Given all these observations, we wondered if the lack of Slit2 would affect axon topographic sorting at the optic tectum. This was visualized in fixed whole-mount 5 dpf zebrafish larvae by injection of the lipophilic dyes DiI and DiO in the dorsal and ventral, or nasal and temporal quadrants of the retina (Fig. 9; Baier et al., 1996). After eye removal, the corresponding axonal projections from the optic tract were analyzed in lateral or dorsal view. Axon sorting at the distal end of the optic tract was not affected in slit2-/-mz larvae (Fig. 9A). Fluorescence intensity plots show that DiI- and DiO-labeled axons remained spatially separated at the distal optic tract in dorsoventral labeling (Fig. 9B). Similarly, axon sorting at the optic tectum in slit2-/-mz and slit2 morphant embryos did not show visible defects when compared to wild-type/control embryos, in neither of the labeling strategies (Fig. 9C).

Figure 9.
Figure 9. slit2 does not play a role in axon sorting at the distal optic tract or optic tectum.

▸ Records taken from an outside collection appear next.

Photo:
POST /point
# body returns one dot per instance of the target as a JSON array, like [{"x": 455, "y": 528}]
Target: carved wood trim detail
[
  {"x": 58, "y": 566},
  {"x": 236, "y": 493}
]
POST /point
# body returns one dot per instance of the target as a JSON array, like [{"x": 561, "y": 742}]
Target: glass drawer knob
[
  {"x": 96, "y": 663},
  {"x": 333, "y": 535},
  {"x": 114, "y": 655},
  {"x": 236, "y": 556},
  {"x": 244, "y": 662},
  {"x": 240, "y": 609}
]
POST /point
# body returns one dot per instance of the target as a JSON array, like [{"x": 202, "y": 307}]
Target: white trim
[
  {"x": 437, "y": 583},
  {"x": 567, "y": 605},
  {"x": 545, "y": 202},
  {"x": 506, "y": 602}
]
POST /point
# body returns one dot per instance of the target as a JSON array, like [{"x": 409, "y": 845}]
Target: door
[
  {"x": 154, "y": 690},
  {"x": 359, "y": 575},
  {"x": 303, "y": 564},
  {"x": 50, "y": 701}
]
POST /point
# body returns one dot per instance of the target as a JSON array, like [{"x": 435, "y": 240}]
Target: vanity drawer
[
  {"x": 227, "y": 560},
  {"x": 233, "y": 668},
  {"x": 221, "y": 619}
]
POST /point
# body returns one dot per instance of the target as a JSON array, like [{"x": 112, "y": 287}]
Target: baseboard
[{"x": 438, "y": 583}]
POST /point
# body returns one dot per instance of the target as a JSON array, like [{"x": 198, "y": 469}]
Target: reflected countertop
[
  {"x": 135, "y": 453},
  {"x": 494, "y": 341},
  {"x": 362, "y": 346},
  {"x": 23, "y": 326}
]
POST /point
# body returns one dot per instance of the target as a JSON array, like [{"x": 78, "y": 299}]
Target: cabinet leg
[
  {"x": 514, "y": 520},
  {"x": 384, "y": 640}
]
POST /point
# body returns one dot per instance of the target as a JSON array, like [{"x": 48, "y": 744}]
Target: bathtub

Retinotopic anterograde RGC axon labeling using DiI and DiO. A. Parasagittal and frontal maximum intensity z-projections of the optic tract and tectal innervation of 5 dpf larvae, after either nasal/temporal or dorsal/ventral DiO and DiI injection, respectively, as depicted in the drawings (a’). B. Fluorescence intensity profiles through the distal optic tracts, following transects depicted as lines in A. C. Horizontal maximum intensity z-projections of the tectal innervation of 5 dpf larvae, in mutant and morphant situations. Injection and resulting expected labeling are depicted in c’. Scale bars: A, 40 μm; C, 30 μm.

4 DISCUSSION

Despite the many previous reports on the role of the Slit-Robo pathway in RGC axon growth and guidance, information on the function of Slit2 in the zebrafish RGCs has been fragmentary, partly due to the absence of a characterized mutant line. Here, we describe the generation of a null mutation in the zebrafish slit2 locus, using CRISPR-Cas9 genome editing technology, and its primary characterization by studying the elicited phenotype on RGCs and their axons, both inside and outside the retina. A summary of the main observed effects of slit2 mutation (and knockdown) on the visual pathway is presented in Figure 10.

Figure 10.
Figure 10. Summary of results.

A. Frontal schematic view of a 48 hpf zebrafish embryo, illustrating the areas of slit2 mRNA expression at that stage, and the regions exhibiting a clear phenotype upon slit2 mutation/knockdown. B. Ventral schematic views of 48 hpf zebrafish embryos, highlighting the slit2 expression areas in the wild-type, and illustrating the main phenotypic features described in the present report after slit2 null mutation or knockdown. NR: neural retina; OC: optic chiasm; ON: optic nerve; OT: optic tract.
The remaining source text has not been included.